Les possibilités ne manquent pas. Rien que dans les six pétromonarchies du Conseil de coopération du Golfe (CCG), les projets d’infrastructures dépassent les 2.000 milliards de dollars. Le printemps arabe, en ouvrant la voie du pouvoir à des partis islamistes, pourrait aussi lever un obstacle au développement de la finance islamique, jusque-là bridée par les autorités en place qui y voyaient plutôt une menace. Au Maroc par exemple, les quelques produits financiers islamiques sont jusque là commercialisés sous le label « produits alternatifs » afin d’éviter toute allusion religieuse.

Une solution en devenir

Les occasions fournies aux acteurs de la finance islamique ne se limitent pas aux pays à forte population musulmane. Dans les pays occidentaux, l’austérité budgétaire et les difficultés des banques laissent une place à prendre. Néanmoins, ce mouvement de substitution ne se fera pas subitement. « Même si, dans l’ensemble, les grandes entreprises françaises, premiers émetteurs obligataires européens, connaissent les solutions de financements islamiques, le blocage actuel des marchés rend leur mise en œuvre difficile, explique Arnaud de Bresson, délégué général de Paris Europlace. Mais dès que les marchés auront retrouvé un peu de sérénité, elles ne devraient pas manquer d’être sensibles aux options offertes par la finance islamique comme source de financement complémentaire. » Cela d’autant plus que les investisseurs du Golfe ont renforcé leurs participations dans certains grands groupes.

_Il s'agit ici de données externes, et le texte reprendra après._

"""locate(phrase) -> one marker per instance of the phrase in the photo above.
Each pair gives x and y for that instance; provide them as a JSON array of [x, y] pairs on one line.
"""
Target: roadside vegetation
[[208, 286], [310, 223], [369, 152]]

Par ailleurs, il faudra un certain temps aux banques islamiques pour pouvoir efficacement concurrencer les établissements en place. Le financement de projets de long terme notamment, compte tenu de leur complexité et des risques spécifiques qu’ils comportent, nécessite une expertise pointue. De plus, « les montages islamiques demeurent souvent plus onéreux à mettre en place que les structures conventionnelles car ils sont plus complexes et manquent encore souvent de standardisation », note Foued Bourabiat, avocat au cabinet Herbert Smith ParisLLP. Un obstacle qui n’est toutefois pas infranchissable à moyen terme.